Advances in additive manufacturing have enabled a new generation of materials with advantageous properties inherent to their architecture. Recently, architected materials with periodic arrangements of plates, called plate-lattice materials, have been developed to reach theoretical least upper bounds for stiffness and strength of isotropic materials. This work investigates the buckling behavior of several plate-lattice architectures with relative densities between 0.5% to 25% when subjected to uniaxial compression. Finite element unit cell models with shell elements and periodic boundary conditions are used to simulate the buckling and post-buckling behavior of plate-lattices made from an elastic-perfectly plastic parent material. Five plate-lattice architectures with cubic symmetry are investigated — three anisotropic architectures (simple cubic, body-centered cubic, face-centered cubic) and two isotropic architectures (simple cubic and body-centered cubic combination, simple cubic and face-centered cubic combination). Geometric imperfections of varying amplitude are applied to determine the imperfection sensitivity of these plate-lattice materials, and to calculate their buckling knockdown factors. Consistent with the behavior of the elastic–plastic plate building blocks that comprise the lattice, this investigation reveals that plate-lattice materials are generally imperfection insensitive when their constituent plates become thinner and first bifurcation occurs in the elastic range away from the yield stress. When this occurs, the initial post-buckling behavior is stable and the ultimate strength can be many times higher than the initial buckling stress.

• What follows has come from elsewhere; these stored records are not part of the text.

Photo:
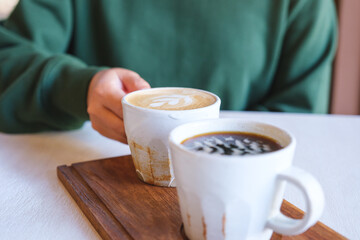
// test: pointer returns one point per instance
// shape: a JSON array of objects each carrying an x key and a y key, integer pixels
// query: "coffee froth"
[{"x": 171, "y": 99}]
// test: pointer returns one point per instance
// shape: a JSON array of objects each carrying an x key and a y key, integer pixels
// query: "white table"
[{"x": 35, "y": 205}]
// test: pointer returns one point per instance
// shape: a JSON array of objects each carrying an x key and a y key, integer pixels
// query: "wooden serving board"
[{"x": 120, "y": 206}]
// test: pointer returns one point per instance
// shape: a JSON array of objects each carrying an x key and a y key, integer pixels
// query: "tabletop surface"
[{"x": 35, "y": 205}]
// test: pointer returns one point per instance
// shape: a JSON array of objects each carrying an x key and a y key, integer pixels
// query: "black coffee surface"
[{"x": 232, "y": 143}]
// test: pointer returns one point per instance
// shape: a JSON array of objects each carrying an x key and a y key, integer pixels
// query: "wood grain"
[{"x": 120, "y": 206}]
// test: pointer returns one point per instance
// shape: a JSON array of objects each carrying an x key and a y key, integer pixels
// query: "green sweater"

增材制造的进步使新一代材料具有其结构固有的优势。最近，已经开发出具有周期性排列的板的建筑材料，称为板晶格材料，以达到各向同性材料的刚度和强度的理论最小上限。这项工作研究了相对密度在 0.5% 到 25% 之间的几种板格结构在受到单轴压缩时的屈曲行为。具有壳单元和周期性边界条件的有限元晶胞模型用于模拟由完全弹塑性母体材料制成的板格的屈曲和屈曲后行为。研究了五种具有立方对称性的板格结构——三种各向异性结构（简单立方、体心立方、面心立方）和两种各向同性结构（简单立方和体心立方组合、简单立方和面心立方组合）。应用不同幅度的几何缺陷来确定这些板点阵材料的缺陷敏感性，并计算它们的屈曲击倒系数。与构成晶格的弹塑性板构建块的行为一致，这项研究表明，当组成板变薄并且第一次分叉发生在远离屈服应力的弹性范围内时，板-晶格材料通常对缺陷不敏感。当这种情况发生时，初始后屈曲行为是稳定的，最终强度可能比初始屈曲应力高很多倍。面心立方）和两种各向同性结构（简单立方和体心立方组合，简单立方和面心立方组合）。应用不同幅度的几何缺陷来确定这些板点阵材料的缺陷敏感性，并计算它们的屈曲击倒系数。与构成晶格的弹塑性板构建块的行为一致，这项研究表明，当组成板变薄并且第一次分叉发生在远离屈服应力的弹性范围内时，板-晶格材料通常对缺陷不敏感。当这种情况发生时，初始后屈曲行为是稳定的，最终强度可能比初始屈曲应力高很多倍。面心立方）和两种各向同性结构（简单立方和体心立方组合，简单立方和面心立方组合）。应用不同幅度的几何缺陷来确定这些板点阵材料的缺陷敏感性，并计算它们的屈曲击倒系数。与构成晶格的弹塑性板构建块的行为一致，这项研究表明，当组成板变薄并且第一次分叉发生在远离屈服应力的弹性范围内时，板-晶格材料通常对缺陷不敏感。当这种情况发生时，初始后屈曲行为是稳定的，最终强度可能比初始屈曲应力高很多倍。